From the "Getty Thesaurus of Geographic Names® Online":
ʻAkko
Akko
Acca
Acre
Accho (Old Testament name)
Acco
Ace
Saint-Jean-d'Acre (after First Crusade, 1174)
St. Jean-d'Acre
Ptolemais (New Testament name)
Palastina
Aca Ptolemais
Colonia Ptolemais
Palastina
Aca Ptolemais
Colonia Ptolemais
A useful Wikipedia entry states: "The Crusaders called the city 'Acre' or 'Saint-Jean d'Acre' since they mistakenly identified it with the Philistine city of Ekron, in northern Philistia, now southern Israel."
My advice to travelers is to arm one's self with the necessary nomenclatural knowledge before setting out, just as one would when traveling to Mons/Bergen in Belgium.
I somehow see myself standing at some crossroads, staring down at a torn and near illegible piece of paper and reading these aloud to some resident one by one, while watching them growing increasingly perplexed.
For some reason, Monty Python came to mind when I read this post.
The Knights who say Ni...
Beautiful photo, BTW.
Seana, you're a romantic at heart, albeit one who may not have a good sense of direction.
For some reason, Monty Python came to mind when I read this post.
The Knights who say Ni...
Of course it did.
Thanks for the compliment on the photo. That hall must be the most photographed site in Acre/Akko. One sees it all over tourist brochures and so on.
Loving your 'travelogue'.. wish I were there!
L'shana Ha-ba-ah Birushalayim!
I'm just thinking aloud here, but what if Fletcher Flora had been christened Flora Fletcher, somewhat along the lines of 'A Boy Named Sue', and he had gotten his revenge on his father by changing his name, albeit by deed poll, to Fletcher Flora
(even if Fletcher Christian was now known to be somewhat foppish, rather than the more masculine imagining, a la the casting of Clark Gable)
Well, Fletch would make a better dimunitive than Florrie, so you could be right.
I am glad you're treating this matter with the high seriousness it deserves.
Don't mind me, Peter; like I said, just thinking aloud.

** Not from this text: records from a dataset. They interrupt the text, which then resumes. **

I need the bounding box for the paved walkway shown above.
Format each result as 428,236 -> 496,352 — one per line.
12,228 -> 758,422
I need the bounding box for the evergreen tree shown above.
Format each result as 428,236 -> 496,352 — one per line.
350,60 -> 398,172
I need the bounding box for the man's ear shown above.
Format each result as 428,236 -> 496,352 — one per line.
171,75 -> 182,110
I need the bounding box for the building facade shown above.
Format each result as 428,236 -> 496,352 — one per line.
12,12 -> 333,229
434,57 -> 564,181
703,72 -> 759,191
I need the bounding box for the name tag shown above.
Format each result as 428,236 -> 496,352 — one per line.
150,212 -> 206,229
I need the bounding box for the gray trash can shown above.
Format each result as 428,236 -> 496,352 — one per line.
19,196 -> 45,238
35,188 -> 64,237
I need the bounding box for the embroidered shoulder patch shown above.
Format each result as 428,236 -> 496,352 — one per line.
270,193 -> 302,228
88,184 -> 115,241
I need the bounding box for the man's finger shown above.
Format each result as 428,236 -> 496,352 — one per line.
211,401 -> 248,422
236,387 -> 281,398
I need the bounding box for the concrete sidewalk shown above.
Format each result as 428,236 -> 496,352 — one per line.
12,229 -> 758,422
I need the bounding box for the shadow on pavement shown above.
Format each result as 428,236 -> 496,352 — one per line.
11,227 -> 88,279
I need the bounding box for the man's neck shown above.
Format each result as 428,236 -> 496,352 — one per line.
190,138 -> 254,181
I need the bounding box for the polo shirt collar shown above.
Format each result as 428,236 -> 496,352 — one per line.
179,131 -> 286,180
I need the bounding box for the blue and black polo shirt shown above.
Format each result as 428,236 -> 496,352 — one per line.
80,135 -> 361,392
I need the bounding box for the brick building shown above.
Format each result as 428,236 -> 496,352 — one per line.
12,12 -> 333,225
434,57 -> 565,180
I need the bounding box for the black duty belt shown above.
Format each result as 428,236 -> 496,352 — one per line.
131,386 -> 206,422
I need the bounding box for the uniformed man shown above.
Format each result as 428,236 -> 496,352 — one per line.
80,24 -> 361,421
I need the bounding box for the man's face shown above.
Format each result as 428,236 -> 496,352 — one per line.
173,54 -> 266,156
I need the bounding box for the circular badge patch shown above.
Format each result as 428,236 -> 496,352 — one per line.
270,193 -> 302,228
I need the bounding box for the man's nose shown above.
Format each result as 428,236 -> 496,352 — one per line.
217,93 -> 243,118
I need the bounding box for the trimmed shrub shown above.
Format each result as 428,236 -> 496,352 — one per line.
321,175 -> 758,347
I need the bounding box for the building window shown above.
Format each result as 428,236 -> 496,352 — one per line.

I think Florrie was the first name of a character in 'The Irish R.M.'
(that's just by the by)
And Florence was both Lillian Hellman's middle name and the name of Raymond Chandler's mother.
I had an Aunt Florence!
And Chandler's middle name was his mother's maiden name!
Of such stuff is trivia made...
From Charles Kelly's brief bio of "Fletcher Flora" in the Stark House Noir Classics reprint of Park Avenue Tramp: "[Flora] was very amused by one British reviewer's remark that the name Fletcher Floyd Flora [!] 'had to be pen name.' In fact, its origins were English. The writer was descended from a Flora exiled to the New World from England for stealing a handkerchief."
As if Fletcher Flora were not enough, he was also Floyd? What a blessing.
"The writer was descended from a Flora exiled to the New World from England for stealing a handkerchief."
That's the favorite sentence of my day so far.